This is a recorded transcript of a conversation that was held on 30 June 2025, between Mohandas Karamchand Gandhi (also known as Mahatma Gandhi) and Abdullah Öcalan, activist-ideologue leader of the Kurdish freedom struggle. It took place in Imrali Prison, on a Turkish island, where Öcalan has been held prisoner for 26 years. This is the second conversation between the two; the first took place in August 20231.

Mohandas: Greetings, Heval Öcalan! I am so happy to be able to visit you again.

Abdullah (with a twinkle in his eyes): Namaste and zindabad, Mahatma!

I can see you are in good spirits, and teasing me already! You know I don’t like being called that.

Indeed, I am only pulling your leg … I feel we bonded so well last time, you feel like a father-figure to me, and having read more about your life and works, I think you are indeed a great soul. But yes, I too, don’t like these epithets, so I’ll refrain. But tell me, how goes it in the afterlife? What brings you here again?
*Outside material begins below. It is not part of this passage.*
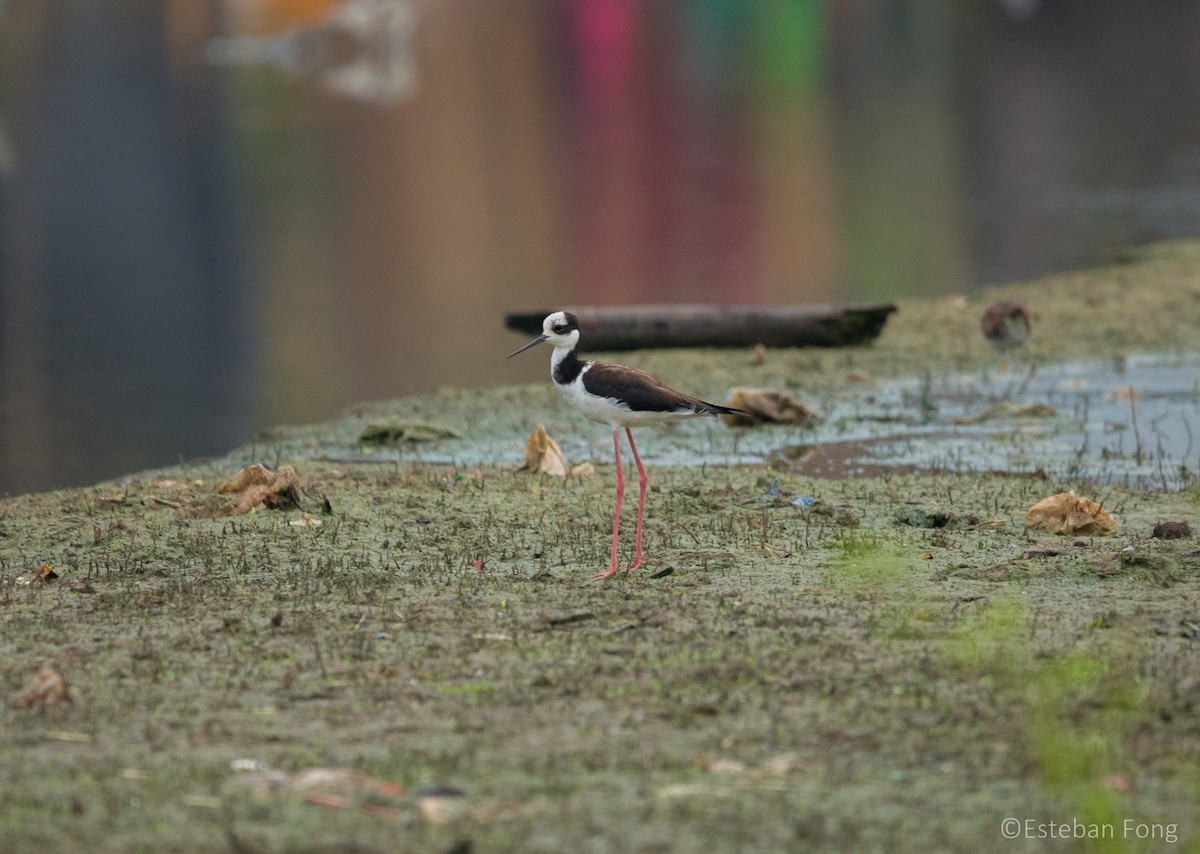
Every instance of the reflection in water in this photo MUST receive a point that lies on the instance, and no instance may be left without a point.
(359, 48)
(192, 247)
Well, this afterlife continues to be quite a happening place, especially with so many wars and violence on earth, we get new martyrs joining us all the time! I’ve even managed to meet some of your women colleagues, and we have had fascinating conversations.

Oh, really? I so miss talking to the women of our freedom struggle, they have been such a backbone …
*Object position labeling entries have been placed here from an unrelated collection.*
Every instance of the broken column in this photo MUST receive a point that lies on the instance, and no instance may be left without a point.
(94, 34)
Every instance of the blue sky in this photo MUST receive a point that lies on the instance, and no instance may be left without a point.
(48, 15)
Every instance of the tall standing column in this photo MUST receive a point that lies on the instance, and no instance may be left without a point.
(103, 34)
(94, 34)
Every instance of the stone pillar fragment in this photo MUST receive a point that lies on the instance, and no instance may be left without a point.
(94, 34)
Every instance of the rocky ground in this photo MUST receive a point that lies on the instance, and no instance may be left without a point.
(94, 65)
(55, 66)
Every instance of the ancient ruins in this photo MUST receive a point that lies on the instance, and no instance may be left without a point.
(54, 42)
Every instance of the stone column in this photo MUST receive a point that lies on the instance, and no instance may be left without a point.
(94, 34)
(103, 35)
Indeed, I was humbled by their honesty and humanity! But I’m back here now, partly because our dialogue last time was so incomplete, but mostly because of what is happening in your region these days. While I would love to talk about it all – Israel-Palestine-Iran, the continued imperialism of the USA, and so on – I know we won’t have that much time. So, I’m mostly here to understand what must be a momentous occasion for the Kurds – the dissolution of the Kurdistan Workers’ Party, PKK, in short, I believe it is called? I heard that in March, you issued a call for such a step, and that the PKK has indeed taken it. I have many questions for you, but first, that’s an amazing step towards non-violence, congratulations!

Indeed, this has happened, Gandhiji, and I am glad it has. We had to break the cycle of violence somehow, and …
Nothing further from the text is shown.